Domestic Violence

Domestic violence or abuse can happen to anyone. Find out how to recognise the signs and where to get help.
Healthwatch England Annual report cover 2017-18

Domestic violence or abuse can happen to anyone. Find out how to recognise the signs and where to get help.

Download a pocket-size printed card for victims and/or survivors of domestic abuse to discreetly keep in their wallet/cardholder, should they need to access support – here.

Domestic Violence & Abuse 2021-24 Strategy

Signs of domestic abuse, coercion and control 

There are different kinds of abuse, but it’s always about having power and control over you.

If you answer yes to any of the following questions, you might be in an abusive relationship.

Emotional abuse

Does your partner ever:

  • belittle you, or put you down?
  • blame you for the abuse or arguments?
  • deny that abuse is happening, or downplay it?
  • isolate you from your family and friends?
  • stop you going to college or work?
  • make unreasonable demands for your attention?
  • accuse you of flirting or having affairs?
  • tell you what to wear, who to see, where to go, and what to think?
  • control your money, or not give you enough to buy food or other essential things?
  • monitor your social media profiles, share photos or videos of you without your consent or use GPS locators to know where you are?

Threats and intimidation

Does your partner ever:

  • threaten to hurt or kill you?
  • destroy things that belong to you?
  • stand over you, invade your personal space?
  • threaten to kill themselves or the children?
  • read your emails, texts or letters?
  • harass or follow you?

Physical abuse

The person abusing you may hurt you in a number of ways.

Does your partner ever:

  • slap, hit or punch you?
  • push or shove you?
  • bite or kick you?
  • burn you?
  • choke you or hold you down?
  • throw things?

Sexual abuse

Sexual abuse can happen to anyone.

Does your partner ever:

  • touch you in a way you do not want to be touched?
  • make unwanted sexual demands?
  • hurt you during sex?
  • pressure you to have unsafe sex – for example, not using a condom?
  • pressure you to have sex?

If your partner has sex with you when you do not want to, this is rape.

Have you ever felt afraid of your partner?

Have you ever changed your behaviour because you’re afraid of what your partner might do?

If you think you may be in an abusive relationship, there are lots of people who can help you.

1 in 3 cases of domestic violence and abuse against women starts during pregnancy. If the relationship is already abusive, it can get worse.

Find out more about domestic abuse in pregnancy.

Helping a friend if they’re being abused

If you’re worried a friend is being abused, let them know you’ve noticed something is wrong.

They might not be ready to talk, but try to find quiet times when they can talk if they choose to.

If someone confides in you that they’re suffering domestic abuse:

  • listen, and take care not to blame them
  • acknowledge it takes strength to talk to someone about experiencing abuse
  • give them time to talk, but do not push them to talk if they do not want to
  • acknowledge they’re in a frightening and difficult situation
  • tell them nobody deserves to be threatened or beaten, despite what the abuser has said
  • support them as a friend, encourage them to express their feelings, and allow them to make their own decisions
  • do not tell them to leave the relationship if they’re not ready – that’s their decision
  • ask if they have suffered physical harm and if they have, offer to go with them to a hospital or GP
  • help them report the assault to the police if they choose to
  • be ready to provide information about organisations that offer help for people experiencing domestic abuse

Worried about someone?

Concerns about the risk of domestic violence increasing for women, men and children under COVID-19 social distancing measures means that residents are encouraged to learn the signs to spot, so if something concerning is seen or heard, they know where they can report it.

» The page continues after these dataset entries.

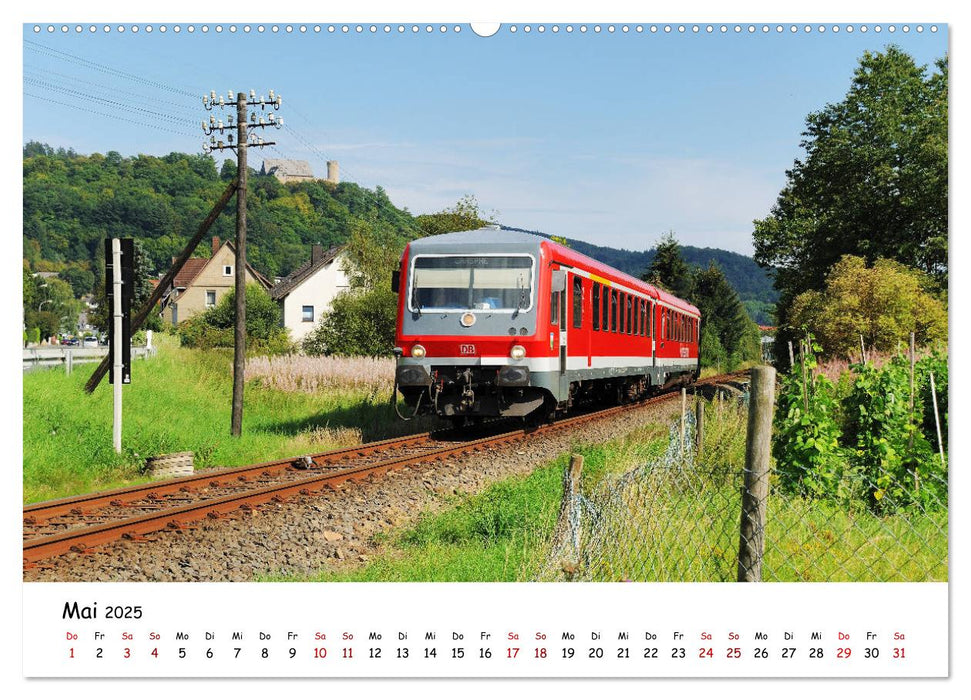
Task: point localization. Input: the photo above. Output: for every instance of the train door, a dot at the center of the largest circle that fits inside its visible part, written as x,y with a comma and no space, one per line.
578,330
558,334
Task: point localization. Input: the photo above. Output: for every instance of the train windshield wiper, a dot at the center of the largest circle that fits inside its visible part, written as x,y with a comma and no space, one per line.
415,304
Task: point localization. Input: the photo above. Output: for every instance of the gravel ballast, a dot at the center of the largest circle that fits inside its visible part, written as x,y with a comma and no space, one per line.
335,529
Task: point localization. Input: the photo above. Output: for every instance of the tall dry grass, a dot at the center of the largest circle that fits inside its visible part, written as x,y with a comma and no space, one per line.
306,374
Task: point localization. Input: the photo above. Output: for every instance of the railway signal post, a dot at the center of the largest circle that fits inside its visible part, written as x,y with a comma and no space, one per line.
244,138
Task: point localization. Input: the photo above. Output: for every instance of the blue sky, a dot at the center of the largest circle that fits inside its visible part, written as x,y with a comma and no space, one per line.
609,138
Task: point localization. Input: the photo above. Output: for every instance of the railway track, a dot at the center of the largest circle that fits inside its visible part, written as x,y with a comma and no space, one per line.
81,523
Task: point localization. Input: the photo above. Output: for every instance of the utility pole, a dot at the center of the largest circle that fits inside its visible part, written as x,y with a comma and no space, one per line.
244,139
117,339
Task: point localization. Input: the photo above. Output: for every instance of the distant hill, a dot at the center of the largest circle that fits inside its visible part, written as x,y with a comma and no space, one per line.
753,284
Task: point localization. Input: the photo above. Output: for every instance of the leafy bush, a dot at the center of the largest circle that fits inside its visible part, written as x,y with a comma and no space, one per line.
215,327
809,457
882,303
361,322
887,447
859,439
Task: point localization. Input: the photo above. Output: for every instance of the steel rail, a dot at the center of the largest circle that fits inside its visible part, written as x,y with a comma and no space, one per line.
82,539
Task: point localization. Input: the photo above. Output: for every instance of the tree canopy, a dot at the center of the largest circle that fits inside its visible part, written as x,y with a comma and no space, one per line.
728,335
668,268
881,304
73,202
873,182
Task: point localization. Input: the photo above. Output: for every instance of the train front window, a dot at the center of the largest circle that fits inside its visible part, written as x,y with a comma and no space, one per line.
462,282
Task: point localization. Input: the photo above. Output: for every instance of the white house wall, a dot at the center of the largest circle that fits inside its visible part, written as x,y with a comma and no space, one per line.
318,291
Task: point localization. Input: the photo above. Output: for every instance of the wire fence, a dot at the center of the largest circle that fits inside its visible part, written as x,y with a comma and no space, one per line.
683,517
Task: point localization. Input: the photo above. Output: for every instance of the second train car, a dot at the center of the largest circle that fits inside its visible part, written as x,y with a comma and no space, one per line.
502,323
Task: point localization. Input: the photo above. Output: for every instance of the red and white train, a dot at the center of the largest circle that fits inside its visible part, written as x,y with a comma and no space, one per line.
501,323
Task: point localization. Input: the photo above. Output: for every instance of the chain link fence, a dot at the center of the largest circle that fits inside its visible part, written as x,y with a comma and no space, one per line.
680,518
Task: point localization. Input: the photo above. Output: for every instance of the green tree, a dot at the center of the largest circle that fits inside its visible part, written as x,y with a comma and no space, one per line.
464,215
873,182
728,333
883,304
215,327
361,322
668,268
362,318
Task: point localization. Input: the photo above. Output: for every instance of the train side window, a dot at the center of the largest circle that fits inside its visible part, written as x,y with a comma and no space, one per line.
577,302
613,310
596,306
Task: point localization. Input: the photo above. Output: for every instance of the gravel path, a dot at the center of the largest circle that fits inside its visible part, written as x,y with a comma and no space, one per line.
336,529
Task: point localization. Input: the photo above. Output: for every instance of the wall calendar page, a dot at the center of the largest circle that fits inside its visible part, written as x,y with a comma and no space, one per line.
606,349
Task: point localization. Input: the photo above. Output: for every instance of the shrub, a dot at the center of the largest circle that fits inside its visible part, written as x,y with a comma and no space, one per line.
361,322
809,458
215,327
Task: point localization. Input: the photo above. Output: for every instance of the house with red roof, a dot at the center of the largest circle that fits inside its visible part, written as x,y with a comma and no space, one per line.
202,282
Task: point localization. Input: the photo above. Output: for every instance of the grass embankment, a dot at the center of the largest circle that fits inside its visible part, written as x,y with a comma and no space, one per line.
668,524
502,533
181,400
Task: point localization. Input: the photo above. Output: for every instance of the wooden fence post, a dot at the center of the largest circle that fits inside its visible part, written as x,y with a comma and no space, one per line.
699,425
564,524
758,447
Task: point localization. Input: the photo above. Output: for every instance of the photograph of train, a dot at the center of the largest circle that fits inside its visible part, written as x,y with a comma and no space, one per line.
523,325
524,302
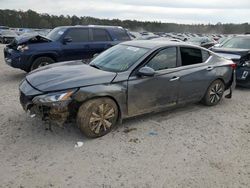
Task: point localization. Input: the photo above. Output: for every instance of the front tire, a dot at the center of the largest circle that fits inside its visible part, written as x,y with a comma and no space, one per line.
214,93
97,117
40,62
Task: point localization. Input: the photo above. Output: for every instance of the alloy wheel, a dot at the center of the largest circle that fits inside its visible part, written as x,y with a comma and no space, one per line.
101,119
216,93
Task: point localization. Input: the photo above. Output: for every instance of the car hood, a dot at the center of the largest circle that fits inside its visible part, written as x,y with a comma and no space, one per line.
67,75
231,53
10,36
31,37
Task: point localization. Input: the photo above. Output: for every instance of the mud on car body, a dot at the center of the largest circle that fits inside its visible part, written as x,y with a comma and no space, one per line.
30,51
238,49
126,80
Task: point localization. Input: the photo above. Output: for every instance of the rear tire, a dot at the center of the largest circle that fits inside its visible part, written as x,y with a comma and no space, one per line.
97,117
214,93
40,62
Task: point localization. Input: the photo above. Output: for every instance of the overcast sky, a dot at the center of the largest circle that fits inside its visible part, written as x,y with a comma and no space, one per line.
180,11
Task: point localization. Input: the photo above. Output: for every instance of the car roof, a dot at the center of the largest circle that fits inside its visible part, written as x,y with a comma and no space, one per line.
151,44
242,36
92,26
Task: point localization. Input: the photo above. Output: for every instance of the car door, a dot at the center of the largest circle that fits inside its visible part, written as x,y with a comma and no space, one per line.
196,73
100,41
75,44
146,94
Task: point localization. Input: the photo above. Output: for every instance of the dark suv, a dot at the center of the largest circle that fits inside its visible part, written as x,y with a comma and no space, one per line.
64,43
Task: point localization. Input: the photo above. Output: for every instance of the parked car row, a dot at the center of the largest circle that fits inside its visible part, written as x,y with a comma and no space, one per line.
106,78
30,52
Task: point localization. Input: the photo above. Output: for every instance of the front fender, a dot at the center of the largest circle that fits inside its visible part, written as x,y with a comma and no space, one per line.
117,92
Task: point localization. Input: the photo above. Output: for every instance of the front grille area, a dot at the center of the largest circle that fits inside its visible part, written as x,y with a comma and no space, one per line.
25,101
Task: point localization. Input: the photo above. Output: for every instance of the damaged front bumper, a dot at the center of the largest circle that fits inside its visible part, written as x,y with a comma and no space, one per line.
49,107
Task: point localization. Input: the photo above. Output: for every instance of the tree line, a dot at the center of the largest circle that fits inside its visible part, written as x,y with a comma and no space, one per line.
32,19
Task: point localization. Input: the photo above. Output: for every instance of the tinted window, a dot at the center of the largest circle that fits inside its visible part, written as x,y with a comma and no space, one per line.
100,35
121,34
118,58
78,35
56,33
190,56
164,59
205,55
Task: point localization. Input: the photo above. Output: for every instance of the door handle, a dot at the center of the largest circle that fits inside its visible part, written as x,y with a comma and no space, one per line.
209,68
174,78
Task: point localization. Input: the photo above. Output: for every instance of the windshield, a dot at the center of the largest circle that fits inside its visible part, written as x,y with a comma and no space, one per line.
118,58
238,42
56,33
195,39
8,32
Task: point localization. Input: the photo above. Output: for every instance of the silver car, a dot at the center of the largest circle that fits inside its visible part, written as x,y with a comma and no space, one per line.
129,79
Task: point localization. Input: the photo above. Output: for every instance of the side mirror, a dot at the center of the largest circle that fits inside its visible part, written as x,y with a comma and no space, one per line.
146,71
67,40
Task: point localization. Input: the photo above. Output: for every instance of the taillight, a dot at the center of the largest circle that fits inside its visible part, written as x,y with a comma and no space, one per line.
233,65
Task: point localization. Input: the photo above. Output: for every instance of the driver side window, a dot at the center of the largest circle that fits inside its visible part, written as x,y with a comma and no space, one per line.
164,59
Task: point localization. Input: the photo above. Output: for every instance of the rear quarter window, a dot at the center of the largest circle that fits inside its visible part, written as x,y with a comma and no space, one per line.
190,56
100,35
205,55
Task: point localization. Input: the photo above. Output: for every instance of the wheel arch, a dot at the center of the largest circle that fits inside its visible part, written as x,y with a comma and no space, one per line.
120,114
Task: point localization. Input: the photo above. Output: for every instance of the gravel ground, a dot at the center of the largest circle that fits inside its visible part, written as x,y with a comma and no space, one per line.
192,146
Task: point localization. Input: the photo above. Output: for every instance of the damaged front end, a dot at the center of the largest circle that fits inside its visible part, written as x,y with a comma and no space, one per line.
52,107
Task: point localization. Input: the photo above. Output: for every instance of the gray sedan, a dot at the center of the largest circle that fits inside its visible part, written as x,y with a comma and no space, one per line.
129,79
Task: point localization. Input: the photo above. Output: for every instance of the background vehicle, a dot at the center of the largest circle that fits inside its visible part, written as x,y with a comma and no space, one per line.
204,42
129,79
238,49
7,36
66,43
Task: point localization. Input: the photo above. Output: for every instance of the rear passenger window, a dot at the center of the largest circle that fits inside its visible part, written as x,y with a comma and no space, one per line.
164,59
121,35
78,35
190,56
100,35
205,55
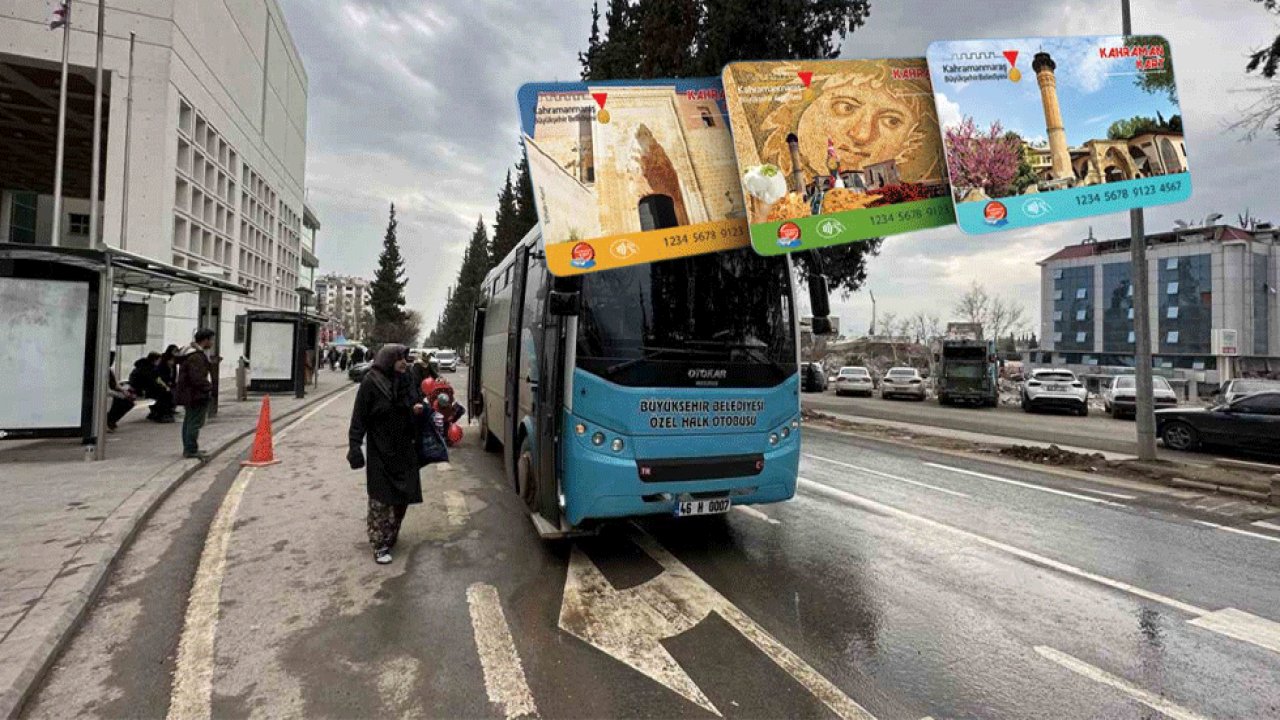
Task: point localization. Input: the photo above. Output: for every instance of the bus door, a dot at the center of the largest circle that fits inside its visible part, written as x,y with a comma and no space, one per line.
511,418
475,392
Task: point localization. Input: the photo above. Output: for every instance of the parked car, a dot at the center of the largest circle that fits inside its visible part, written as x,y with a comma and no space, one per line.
1252,424
1242,387
813,378
854,381
1120,397
447,361
1055,388
357,372
903,382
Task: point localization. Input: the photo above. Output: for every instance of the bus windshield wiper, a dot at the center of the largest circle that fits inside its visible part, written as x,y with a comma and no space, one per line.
652,352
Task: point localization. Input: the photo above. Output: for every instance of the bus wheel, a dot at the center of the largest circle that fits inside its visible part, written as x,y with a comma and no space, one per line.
526,482
489,442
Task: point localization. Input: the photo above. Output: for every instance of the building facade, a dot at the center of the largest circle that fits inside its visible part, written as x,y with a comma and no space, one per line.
216,150
344,300
1201,281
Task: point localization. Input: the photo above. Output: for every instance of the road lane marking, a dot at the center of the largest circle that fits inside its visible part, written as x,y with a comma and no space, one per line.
1269,639
880,474
503,673
1105,493
1098,675
1029,486
193,675
753,513
629,624
1243,627
456,507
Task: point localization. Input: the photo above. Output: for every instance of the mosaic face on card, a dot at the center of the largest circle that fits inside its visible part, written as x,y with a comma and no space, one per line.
835,151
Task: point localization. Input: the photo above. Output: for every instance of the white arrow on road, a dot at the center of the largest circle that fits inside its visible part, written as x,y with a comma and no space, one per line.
629,625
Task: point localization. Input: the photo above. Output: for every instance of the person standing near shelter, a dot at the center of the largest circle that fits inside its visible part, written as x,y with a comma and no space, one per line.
384,419
195,390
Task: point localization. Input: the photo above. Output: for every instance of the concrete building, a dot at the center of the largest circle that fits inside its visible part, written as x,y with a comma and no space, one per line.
1202,282
344,300
216,156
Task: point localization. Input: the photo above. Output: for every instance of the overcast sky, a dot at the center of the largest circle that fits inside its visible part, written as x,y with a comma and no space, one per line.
414,101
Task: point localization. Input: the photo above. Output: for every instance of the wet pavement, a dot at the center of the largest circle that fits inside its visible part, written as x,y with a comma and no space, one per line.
896,584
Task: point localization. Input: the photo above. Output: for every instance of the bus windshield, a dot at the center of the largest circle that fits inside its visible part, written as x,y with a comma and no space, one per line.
722,319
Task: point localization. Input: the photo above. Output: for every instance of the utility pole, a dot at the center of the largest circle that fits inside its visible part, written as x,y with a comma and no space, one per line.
62,126
94,224
1144,413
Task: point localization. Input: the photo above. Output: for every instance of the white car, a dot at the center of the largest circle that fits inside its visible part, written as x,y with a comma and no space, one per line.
854,381
1055,388
1240,387
1120,397
903,382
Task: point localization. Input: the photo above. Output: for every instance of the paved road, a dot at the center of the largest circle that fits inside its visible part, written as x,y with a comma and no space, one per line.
1096,432
896,584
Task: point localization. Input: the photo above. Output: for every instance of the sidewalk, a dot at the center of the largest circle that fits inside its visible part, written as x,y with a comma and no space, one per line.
64,520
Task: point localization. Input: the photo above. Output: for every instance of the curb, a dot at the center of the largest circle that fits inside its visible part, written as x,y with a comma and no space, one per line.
996,460
16,697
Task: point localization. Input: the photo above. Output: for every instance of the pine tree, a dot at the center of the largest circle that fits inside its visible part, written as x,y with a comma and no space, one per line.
526,212
387,291
506,231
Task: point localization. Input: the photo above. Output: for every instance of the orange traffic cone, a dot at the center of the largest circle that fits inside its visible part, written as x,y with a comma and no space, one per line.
264,451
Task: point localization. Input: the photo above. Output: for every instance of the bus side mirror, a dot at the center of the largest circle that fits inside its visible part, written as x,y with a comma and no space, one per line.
819,304
563,302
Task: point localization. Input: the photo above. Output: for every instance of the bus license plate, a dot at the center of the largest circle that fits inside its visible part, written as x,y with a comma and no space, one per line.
712,506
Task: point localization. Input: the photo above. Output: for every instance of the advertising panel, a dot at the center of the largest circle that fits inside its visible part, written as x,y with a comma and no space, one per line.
631,172
835,151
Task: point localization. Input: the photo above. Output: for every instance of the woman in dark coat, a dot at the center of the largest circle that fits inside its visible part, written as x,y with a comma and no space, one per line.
385,418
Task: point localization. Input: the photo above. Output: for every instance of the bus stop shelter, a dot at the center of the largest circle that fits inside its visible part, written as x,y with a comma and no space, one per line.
56,337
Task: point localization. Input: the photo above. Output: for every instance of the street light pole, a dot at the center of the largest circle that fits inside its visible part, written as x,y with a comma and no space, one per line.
1144,411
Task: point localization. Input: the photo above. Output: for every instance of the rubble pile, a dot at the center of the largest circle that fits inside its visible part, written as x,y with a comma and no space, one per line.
1055,455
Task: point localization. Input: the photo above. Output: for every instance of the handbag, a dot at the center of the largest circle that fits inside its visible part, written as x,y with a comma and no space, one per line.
430,445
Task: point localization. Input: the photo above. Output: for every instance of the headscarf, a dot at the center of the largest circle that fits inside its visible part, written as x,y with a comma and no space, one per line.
387,358
384,365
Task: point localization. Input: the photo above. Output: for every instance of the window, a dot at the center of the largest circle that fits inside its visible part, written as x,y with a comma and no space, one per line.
77,223
1258,404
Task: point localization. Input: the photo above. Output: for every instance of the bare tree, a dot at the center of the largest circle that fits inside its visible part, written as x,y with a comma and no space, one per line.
996,314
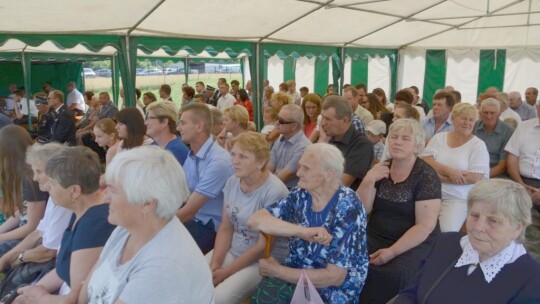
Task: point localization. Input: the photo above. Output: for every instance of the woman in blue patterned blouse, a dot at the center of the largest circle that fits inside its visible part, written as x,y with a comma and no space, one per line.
326,224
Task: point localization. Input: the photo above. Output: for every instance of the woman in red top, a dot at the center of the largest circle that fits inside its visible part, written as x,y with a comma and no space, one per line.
311,105
243,100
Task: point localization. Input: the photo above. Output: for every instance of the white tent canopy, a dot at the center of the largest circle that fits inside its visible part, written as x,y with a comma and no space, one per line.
354,23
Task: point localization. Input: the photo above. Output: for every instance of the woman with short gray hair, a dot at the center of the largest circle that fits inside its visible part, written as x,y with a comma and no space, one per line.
150,257
326,225
73,182
489,264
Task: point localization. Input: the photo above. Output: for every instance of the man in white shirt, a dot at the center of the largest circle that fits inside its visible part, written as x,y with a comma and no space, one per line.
226,99
75,100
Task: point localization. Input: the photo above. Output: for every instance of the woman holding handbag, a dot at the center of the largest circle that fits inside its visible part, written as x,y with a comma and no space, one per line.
325,223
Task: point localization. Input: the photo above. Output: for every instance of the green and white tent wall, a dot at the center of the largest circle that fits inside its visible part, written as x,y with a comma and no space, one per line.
469,71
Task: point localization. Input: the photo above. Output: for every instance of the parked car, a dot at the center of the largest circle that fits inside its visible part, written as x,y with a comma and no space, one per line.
104,73
155,72
141,72
89,73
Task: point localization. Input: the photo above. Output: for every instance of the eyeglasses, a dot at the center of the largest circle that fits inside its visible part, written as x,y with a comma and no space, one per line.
151,117
282,121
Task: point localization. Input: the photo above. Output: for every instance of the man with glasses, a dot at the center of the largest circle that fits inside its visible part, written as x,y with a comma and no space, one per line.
289,147
63,126
356,148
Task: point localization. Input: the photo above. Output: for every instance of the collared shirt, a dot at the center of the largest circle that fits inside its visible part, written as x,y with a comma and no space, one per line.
526,111
525,144
287,152
492,266
428,124
358,153
495,141
206,173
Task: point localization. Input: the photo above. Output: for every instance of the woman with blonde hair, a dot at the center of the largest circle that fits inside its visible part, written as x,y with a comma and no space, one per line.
236,250
461,159
106,136
235,121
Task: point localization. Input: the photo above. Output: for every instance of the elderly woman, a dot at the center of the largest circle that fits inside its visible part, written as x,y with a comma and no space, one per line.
73,184
150,257
236,251
326,225
489,264
311,105
235,121
460,159
406,192
160,124
131,129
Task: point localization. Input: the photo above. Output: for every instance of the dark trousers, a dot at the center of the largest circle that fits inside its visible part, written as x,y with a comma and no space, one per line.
204,235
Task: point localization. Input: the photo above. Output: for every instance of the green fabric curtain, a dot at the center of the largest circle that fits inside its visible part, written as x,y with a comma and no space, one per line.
435,75
289,69
321,76
492,66
127,61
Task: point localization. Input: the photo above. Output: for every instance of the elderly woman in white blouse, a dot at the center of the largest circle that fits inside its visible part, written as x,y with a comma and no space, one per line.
489,264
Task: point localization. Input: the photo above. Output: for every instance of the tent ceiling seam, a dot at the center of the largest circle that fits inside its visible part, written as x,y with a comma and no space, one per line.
460,25
155,7
296,19
395,22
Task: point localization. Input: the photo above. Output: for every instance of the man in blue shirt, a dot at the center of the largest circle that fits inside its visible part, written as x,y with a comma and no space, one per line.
443,102
160,124
207,168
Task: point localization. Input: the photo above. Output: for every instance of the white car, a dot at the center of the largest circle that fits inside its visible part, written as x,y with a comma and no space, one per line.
89,73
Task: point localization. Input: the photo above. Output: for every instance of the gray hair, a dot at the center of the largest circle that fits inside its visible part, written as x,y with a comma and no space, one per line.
410,124
506,198
41,153
149,173
75,166
330,158
296,114
491,102
341,106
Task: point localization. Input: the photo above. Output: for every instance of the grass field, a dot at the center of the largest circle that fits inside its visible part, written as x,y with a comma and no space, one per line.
152,83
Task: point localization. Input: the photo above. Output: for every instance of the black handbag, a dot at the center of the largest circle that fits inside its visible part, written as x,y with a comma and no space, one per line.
22,275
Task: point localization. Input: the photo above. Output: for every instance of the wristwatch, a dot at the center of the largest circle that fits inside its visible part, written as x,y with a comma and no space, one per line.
21,257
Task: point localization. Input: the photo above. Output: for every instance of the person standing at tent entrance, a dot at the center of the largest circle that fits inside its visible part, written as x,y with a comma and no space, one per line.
226,100
75,100
207,168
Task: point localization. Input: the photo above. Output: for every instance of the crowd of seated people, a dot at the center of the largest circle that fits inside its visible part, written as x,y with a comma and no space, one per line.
359,193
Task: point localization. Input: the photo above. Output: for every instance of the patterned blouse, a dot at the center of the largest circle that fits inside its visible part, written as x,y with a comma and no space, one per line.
345,220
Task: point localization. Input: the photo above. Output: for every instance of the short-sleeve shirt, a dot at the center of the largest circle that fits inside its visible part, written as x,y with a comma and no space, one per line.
471,157
525,144
346,222
169,268
206,173
240,206
286,153
53,224
358,153
91,231
495,141
178,149
396,202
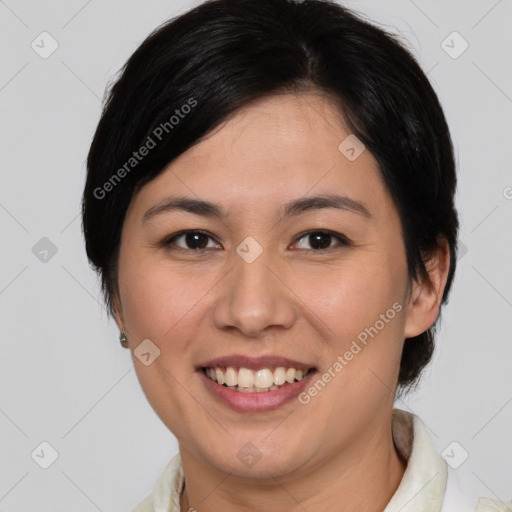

In an emergency always call 999. If it is not an emergency, and you would prefer to remain anonymous, you can contact Crimestoppers online, or on the phone by calling 0800 555 111 with 100 per cent anonymity guaranteed.

Crimestopper’s guide on domestic violence and the signs to spot.

Here you can find out more information about domestic violence and where you can get advice and support.

Bromley and Croydon Women’s Aid

A number of services are commissioned from Bromley and Croydon Women’s Aid to support victims and survivors, and to challenge perpetrators to change their behaviour.

These include One-Stop-Shop support, outreach services, support groups, prevention services and refuges.